- The peer review process used by the Southern Association of Colleges and Schools Commission on Colleges (SACSCOC) — the primary accrediting body for many historically black colleges and universities (HBCUs) — lacks transparency, is poorly structured and may be biased, resulting in "harsher sanctions" for HBCUs than other institutions, contends a new white paper from the United Negro College Fund (UNCF).
- Twenty-nine HBCUs received warnings and 20 were put on probation between 1998 to 2013, a rate "considerably higher" than that of SACSCOC's nearly 800 institutions, according to the paper. Meanwhile, nine of UNCF's 37 member institutions were sanctioned from 2015 to 2018.
- The report offers several recommendations to improve SACSCOC's peer review process, including "training to reduce implicit bias," having a third-party review the accreditor's processes and making sanctions data more available to the public.
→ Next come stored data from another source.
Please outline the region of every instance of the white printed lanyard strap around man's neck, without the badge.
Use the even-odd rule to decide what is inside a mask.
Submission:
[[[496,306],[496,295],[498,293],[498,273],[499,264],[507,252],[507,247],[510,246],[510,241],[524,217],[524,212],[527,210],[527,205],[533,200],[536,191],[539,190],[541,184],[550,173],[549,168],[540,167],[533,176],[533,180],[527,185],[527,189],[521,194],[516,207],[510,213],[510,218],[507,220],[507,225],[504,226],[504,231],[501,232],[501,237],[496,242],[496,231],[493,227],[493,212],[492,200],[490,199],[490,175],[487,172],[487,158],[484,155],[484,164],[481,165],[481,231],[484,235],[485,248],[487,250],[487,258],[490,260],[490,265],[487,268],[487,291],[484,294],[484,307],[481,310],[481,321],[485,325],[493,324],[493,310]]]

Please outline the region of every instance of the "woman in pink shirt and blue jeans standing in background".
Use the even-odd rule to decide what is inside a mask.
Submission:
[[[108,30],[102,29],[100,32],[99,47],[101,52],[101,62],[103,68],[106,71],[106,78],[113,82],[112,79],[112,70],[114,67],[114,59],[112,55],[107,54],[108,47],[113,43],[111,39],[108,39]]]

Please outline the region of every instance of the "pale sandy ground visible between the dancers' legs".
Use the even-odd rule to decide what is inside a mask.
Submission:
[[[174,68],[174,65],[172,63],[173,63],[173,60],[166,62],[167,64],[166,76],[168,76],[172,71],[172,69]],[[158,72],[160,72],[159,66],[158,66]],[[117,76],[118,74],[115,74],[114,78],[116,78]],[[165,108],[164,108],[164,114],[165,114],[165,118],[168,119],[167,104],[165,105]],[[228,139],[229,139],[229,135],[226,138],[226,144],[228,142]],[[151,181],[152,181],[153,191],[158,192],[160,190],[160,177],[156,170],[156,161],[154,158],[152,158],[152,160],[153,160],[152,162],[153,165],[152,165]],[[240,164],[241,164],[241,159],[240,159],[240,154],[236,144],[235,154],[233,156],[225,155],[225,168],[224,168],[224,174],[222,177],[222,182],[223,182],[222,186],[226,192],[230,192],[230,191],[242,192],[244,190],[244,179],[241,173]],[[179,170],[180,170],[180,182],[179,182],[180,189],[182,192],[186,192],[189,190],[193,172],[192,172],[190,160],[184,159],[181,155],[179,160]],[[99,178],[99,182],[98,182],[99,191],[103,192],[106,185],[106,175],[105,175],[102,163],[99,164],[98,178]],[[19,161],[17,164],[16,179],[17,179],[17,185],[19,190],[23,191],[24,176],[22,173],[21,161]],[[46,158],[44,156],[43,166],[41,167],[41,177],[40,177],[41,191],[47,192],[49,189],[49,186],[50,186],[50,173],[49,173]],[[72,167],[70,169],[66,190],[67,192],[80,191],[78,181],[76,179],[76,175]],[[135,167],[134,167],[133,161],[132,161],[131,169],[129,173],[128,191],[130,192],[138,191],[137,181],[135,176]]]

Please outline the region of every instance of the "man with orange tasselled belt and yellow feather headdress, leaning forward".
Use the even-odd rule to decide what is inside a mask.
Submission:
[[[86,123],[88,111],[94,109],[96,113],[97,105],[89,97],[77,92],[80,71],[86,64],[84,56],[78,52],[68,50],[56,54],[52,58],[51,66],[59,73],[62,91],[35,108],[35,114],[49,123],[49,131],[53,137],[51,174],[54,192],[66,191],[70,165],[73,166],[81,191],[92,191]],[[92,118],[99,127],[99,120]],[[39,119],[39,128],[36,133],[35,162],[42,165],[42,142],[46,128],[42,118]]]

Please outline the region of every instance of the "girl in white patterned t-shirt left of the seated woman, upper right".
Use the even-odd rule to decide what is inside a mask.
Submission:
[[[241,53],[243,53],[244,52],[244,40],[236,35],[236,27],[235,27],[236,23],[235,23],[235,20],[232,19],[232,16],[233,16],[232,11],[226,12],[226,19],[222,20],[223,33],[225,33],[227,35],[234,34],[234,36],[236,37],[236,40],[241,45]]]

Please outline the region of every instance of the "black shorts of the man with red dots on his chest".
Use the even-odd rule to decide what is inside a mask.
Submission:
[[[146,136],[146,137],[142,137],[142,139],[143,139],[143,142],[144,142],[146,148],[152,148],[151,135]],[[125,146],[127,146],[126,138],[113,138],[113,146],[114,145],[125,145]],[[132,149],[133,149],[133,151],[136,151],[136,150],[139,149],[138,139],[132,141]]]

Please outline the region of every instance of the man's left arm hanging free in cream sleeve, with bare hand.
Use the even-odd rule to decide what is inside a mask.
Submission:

Like other colleges, HBCUs have struggled in the last decade amid enrollment declines and lower levels of public support. Enrollment at HBCUs has dropped from a high of about 326,000 in 2010 to 298,000 today, the Los Angeles Times reported.
As a result, three HBCUs have closed since 2000 and several others are fighting financial issues that have put their futures into question.
Among those is Bennett College, which is hanging on to its accreditation through a court order after SACSCOC found it lacked a "stable financial base." The accreditor's decision came after the all-women college raised more than $9.5 million over a two-month period in a bid to keep its accreditation. Likewise, Cheyney University of Pennsylvania, the oldest HBCU in the U.S., is fighting to keep its accreditation by raising $4 million by next month, WHYY reported.
Last year, findings from the Government Accountability Office about the delinquency rate of the federal loan program for HBCUs also suggest that some of those institutions may be struggling financially. Almost three in 10 payments to the HBCU Capital Financing Program were delinquent in 2017, and three of the 46 participating institutions defaulted, the report found.
Others have suggested public funding has never been equitable for HBCUs. In Maryland, four HBCUs were offered $100 million to settle a long-running lawsuit that alleges the state allowed predominantly white institutions to duplicate programs offered by HBCUs, which then struggle to draw diverse pools of applicants. Plaintiffs in the case contended it would take several times that amount to fix a history of inequality.
Another study, meanwhile, found HBCUs face higher premiums for tax-exempt municipal bonds, a trend that could be due to racial bias.
There has been growing momentum to increase funding for HBCUs. Last year, the federal farm bill boosted funding for 19 land-grant HBCUs and gave them more financial flexibility for budgeting. And presidential hopeful Sen. Elizabeth Warren, D-Mass., proposed a federal fund of at least $50 billion for HBCUs.